One group arranged their tiles in a unique way (Figure 1c). Although this arrangement may not initially seem distinct from the model in Figure 1a, the student explained his model in a unique way. In this model, the red tiles in the center represent the 2/3 cups of hot chocolate powder, and the groups of three tiles surrounding it represent the four cups of hot chocolate powder. This allowed the student to more easily see both the groups of three tiles representing one cup of powder each and the group of two tiles representing one serving of hot chocolate (Figure 1d). Each of these solutions demonstrate the students’ engagement in problem solving throughout the hot chocolate task.

All of the models and solutions shown in Figure 1 are examples of direct modeling, which is a representation of the problem that reflects its quantitative structure (Kent, Empson, & Nielsen, 2015). Although direct modeling can also be accomplished with drawings, the color square tiles and other manipulatives have advantages. First, students can more flexibly arrange manipulatives to model 4-2/3 cups using a shape or color combination that aligns with their thinking (Figure 2 shows possible arrangements using different manipulatives). Second, students who do not yet anticipate the need to partition the whole into thirds to facilitate the direct modeling can build up their representation to determine how many tiles can be used to model one cup. Additionally, students can use the color and movement of manipulatives to facilitate the communication of their thinking to others.

Although the color square tiles were made available to all students, not all students chose to use them. Some groups used their existing fraction knowledge to solve the hot chocolate problem with either repeated subtraction (beginning with 4-2/3 and subtracting 2/3, seven times) or repeated addition (beginning with 2/3 and adding 2/3 seven times, resulting in 4-2/3; see Kent, Empson, & Nielsen, 2015 for a discussion). Solving the task using these methods is equally valid, and mathematically equivalent, in comparison to modeling the problem with color square tiles. As problems become more complex, however, using manipulatives may facilitate the thinking of students who initially choose not to use them. For example, consider a similar hot chocolate task, in which there are initially 5 cups of hot chocolate powder. To measure out servings of 2/3 cups now results in 7 servings of hot chocolate, with a remainder of 1/3 cup of hot chocolate powder. In terms of servings of hot chocolate, however, the remainder is 1/2 of a serving. This distinction between 1/3 cups of hot chocolate powder and 1/2 of a serving of hot chocolate can be difficult, and using manipulatives will help students interpret the remainder. This type of extension of the task in future lessons is another example of how procedural fluency can be built from conceptual understanding (NCTM, 2014).   Figure 2. Other manipulatives that can flexibly be used by students to model the hot chocolate task. Each can support students reasoning similarly to the color square tiles.

What About the Leftovers?

Even with the support of manipulatives, one mistake emerged in a few students’ solutions to the hot chocolate problem. This mistake is shared for two purposes. First, to illuminate a common error that teachers might encounter in implementing the hot chocolate problem. Second, this mistake is shared as an example of Mr. DeShong’s use of questions that supported a productive struggle (NCTM, 2014). There were multiple opportunities for the support of productive struggle throughout this lesson, but this brief exchange is offered as an exemplar.

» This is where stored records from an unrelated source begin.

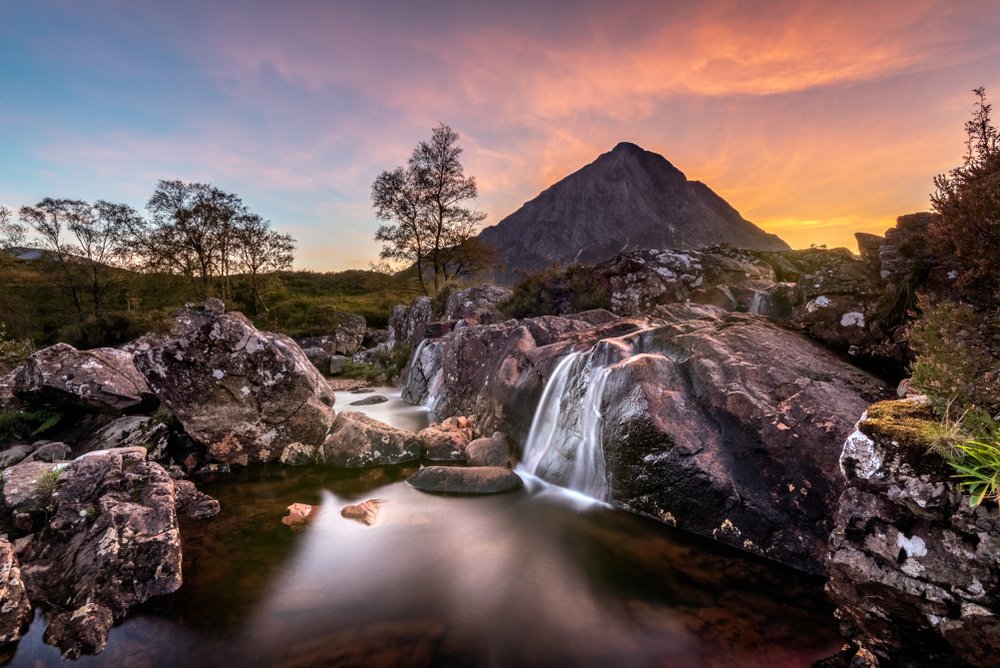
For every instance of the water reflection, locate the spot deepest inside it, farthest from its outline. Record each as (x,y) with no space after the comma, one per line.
(539,577)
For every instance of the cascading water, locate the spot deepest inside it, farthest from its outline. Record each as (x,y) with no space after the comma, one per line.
(566,442)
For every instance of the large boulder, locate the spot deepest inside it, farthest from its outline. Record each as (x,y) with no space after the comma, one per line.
(103,380)
(465,480)
(346,339)
(407,323)
(914,568)
(242,393)
(15,609)
(480,303)
(698,425)
(357,440)
(111,542)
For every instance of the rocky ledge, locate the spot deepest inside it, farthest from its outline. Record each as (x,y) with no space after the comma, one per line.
(93,538)
(914,569)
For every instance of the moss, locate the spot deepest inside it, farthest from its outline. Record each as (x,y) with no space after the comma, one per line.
(905,428)
(906,422)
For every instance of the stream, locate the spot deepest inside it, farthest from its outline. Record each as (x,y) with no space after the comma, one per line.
(538,577)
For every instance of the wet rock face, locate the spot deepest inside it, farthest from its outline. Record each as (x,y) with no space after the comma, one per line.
(702,427)
(103,380)
(914,570)
(475,302)
(407,323)
(15,609)
(465,480)
(357,441)
(244,394)
(111,542)
(345,340)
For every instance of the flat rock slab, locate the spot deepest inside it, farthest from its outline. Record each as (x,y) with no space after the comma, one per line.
(370,401)
(465,480)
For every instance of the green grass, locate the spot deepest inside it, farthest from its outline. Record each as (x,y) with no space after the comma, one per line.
(299,303)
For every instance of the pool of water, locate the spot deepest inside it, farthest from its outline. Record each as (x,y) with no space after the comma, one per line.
(538,577)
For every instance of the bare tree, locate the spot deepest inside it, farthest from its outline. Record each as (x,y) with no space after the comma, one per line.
(191,231)
(423,205)
(259,251)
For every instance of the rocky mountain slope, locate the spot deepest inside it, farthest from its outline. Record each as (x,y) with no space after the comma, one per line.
(627,199)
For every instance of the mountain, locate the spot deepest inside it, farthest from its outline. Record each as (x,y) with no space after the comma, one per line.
(627,199)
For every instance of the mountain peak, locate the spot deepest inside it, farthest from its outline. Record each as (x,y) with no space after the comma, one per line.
(627,199)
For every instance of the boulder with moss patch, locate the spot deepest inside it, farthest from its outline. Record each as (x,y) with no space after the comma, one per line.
(914,569)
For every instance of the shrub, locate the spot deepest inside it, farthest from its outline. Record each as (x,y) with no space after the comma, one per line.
(12,351)
(555,291)
(955,363)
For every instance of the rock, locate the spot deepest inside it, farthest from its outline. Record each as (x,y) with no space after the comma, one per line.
(300,454)
(111,542)
(446,441)
(420,379)
(701,428)
(320,358)
(49,452)
(346,339)
(337,364)
(407,323)
(244,394)
(475,302)
(14,454)
(193,503)
(434,330)
(914,569)
(465,480)
(370,401)
(82,631)
(903,253)
(15,609)
(357,440)
(103,380)
(28,488)
(298,516)
(365,512)
(130,431)
(492,451)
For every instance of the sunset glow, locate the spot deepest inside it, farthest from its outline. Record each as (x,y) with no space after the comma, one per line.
(813,119)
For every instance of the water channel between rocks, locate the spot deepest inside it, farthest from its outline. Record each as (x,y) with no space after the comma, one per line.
(539,577)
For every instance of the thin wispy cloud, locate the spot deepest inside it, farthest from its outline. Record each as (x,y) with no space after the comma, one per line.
(813,119)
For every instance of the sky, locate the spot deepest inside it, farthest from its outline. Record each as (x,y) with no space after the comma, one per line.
(814,119)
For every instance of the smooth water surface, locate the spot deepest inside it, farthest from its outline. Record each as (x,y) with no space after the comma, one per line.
(539,577)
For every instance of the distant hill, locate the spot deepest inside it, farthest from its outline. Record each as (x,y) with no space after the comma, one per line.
(627,199)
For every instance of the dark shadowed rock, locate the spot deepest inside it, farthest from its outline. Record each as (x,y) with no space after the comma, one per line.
(103,380)
(365,512)
(244,394)
(627,199)
(465,480)
(724,424)
(15,609)
(407,323)
(490,451)
(14,454)
(111,542)
(192,502)
(49,452)
(914,569)
(446,441)
(370,401)
(475,302)
(356,441)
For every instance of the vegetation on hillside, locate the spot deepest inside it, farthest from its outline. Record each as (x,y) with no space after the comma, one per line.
(956,337)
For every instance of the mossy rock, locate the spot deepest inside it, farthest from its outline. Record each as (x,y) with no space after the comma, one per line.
(903,428)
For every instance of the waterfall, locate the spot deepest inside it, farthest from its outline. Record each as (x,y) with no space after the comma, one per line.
(566,442)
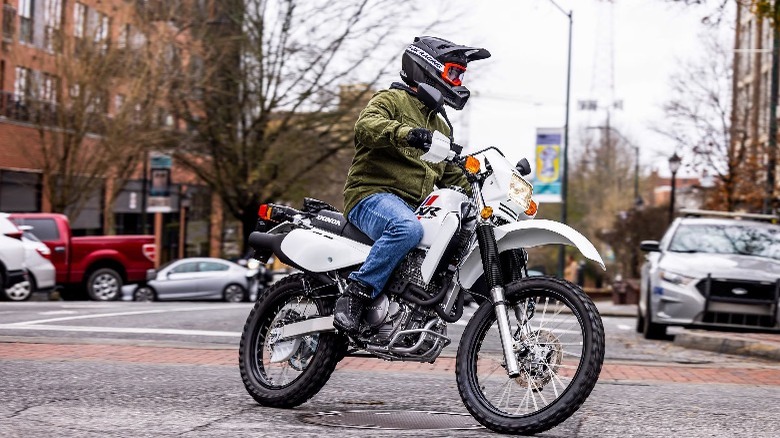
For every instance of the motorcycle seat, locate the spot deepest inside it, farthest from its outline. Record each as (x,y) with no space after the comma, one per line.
(335,222)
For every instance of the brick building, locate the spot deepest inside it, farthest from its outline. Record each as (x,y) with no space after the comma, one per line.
(751,101)
(35,34)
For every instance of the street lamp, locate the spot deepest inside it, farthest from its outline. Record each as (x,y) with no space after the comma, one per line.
(565,177)
(674,166)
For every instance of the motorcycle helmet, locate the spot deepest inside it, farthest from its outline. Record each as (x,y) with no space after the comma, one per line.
(440,64)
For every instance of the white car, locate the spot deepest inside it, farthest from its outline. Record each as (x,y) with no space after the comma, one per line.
(712,272)
(38,259)
(195,278)
(13,271)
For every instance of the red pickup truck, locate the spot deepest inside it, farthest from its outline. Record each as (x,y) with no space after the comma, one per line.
(99,265)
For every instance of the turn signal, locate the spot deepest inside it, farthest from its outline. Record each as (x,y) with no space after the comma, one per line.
(532,207)
(471,165)
(264,212)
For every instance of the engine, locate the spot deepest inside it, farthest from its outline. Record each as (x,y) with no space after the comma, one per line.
(402,330)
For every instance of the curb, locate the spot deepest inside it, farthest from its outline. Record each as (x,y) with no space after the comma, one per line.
(732,344)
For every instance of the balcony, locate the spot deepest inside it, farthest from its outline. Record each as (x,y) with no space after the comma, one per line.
(48,114)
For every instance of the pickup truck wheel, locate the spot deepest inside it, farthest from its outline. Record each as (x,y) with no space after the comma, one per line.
(144,294)
(234,293)
(105,284)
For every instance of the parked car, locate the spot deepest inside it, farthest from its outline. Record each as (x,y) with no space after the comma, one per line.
(13,272)
(37,257)
(92,267)
(196,278)
(716,271)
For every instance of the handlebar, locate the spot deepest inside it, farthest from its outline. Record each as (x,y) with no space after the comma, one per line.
(454,147)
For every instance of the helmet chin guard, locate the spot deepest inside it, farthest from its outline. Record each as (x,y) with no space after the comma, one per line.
(429,60)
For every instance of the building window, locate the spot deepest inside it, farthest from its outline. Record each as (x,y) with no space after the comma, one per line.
(22,83)
(48,88)
(119,103)
(79,20)
(26,11)
(20,191)
(52,18)
(102,30)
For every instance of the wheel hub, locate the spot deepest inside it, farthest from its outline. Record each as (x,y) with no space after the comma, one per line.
(540,358)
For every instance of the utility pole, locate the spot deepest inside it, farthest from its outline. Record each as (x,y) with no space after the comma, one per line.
(773,91)
(565,176)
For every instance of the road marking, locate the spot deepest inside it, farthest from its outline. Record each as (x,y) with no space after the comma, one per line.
(137,312)
(67,328)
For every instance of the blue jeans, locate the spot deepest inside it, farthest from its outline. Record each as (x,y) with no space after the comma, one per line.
(392,224)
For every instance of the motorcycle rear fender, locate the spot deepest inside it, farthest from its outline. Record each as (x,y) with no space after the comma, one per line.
(528,234)
(318,251)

The mistake stemmed from students being unsure of what to do with “leftover” hot chocolate powder. These students arranged their tiles in the same way as many others (e.g., Figure 1a), but when trying to determine how many servings of hot chocolate could be made, they believed the solution to be five servings; the five servings are represented in Figure 1e by the five groups of two yellow tiles. Students making this mistake commonly explained that they had grouped two color square tiles from each “cup” of hot chocolate powder, and that the third tile was “leftover” or “extra.” The leftover hot chocolate powder is represented in Figure 1e by the four green tiles that are left ungrouped. Mr. DeShong encouraged the students who had leftover hot chocolate powder to use all of the hot chocolate powder or asked them if he could have the leftover powder to make some hot chocolate for himself. By questioning students rather than correcting them, they were afforded the opportunity to continue making progress on the task. Simple questions, like those asked by Mr. DeShong, were sufficient to help students see the need to use all of the hot chocolate powder, and to propel the groups’ discussions closer to a solution, thereby typifying the support of productive struggle (NCTM, 2014).

Why Manipulatives?

This problem has been shown in previous research (Kent, Empson, & Nielsen, 2015) to help students construct a deeper understanding of fractions as quantities and of fraction division. The use of manipulatives, however, can make the hot chocolate task and other similar fraction tasks accessible to students at varying levels of mathematical thinking. Manipulatives allow students to represent problems in non-standard ways that enhance traditional fractional representations, allow students to build up their models if they are not initially sure how to represent each cup of hot chocolate powder, and allow students to use color to reinforce their own understanding and to communicate their understanding to others. In addition to facilitating helpful models of fraction division, using manipulatives to model this type of problem can also help students make meaning from the results of fraction division, particularly as it relates to the subtractive algorithm for division or to interpreting remainders in fraction division problems. Manipulatives may additionally help students overcome the common misconception that division makes smaller (Graeber & Campbell, 1993) by introducing students to meaningful situations in which dividing by a number between zero and one results in a larger quotient. What these advantages have in common is that they all reinforce meaningful interpretations of traditionally difficult mathematical concepts for elementary and middle grades students by supporting the connection of mathematical representations (NCTM, 2014).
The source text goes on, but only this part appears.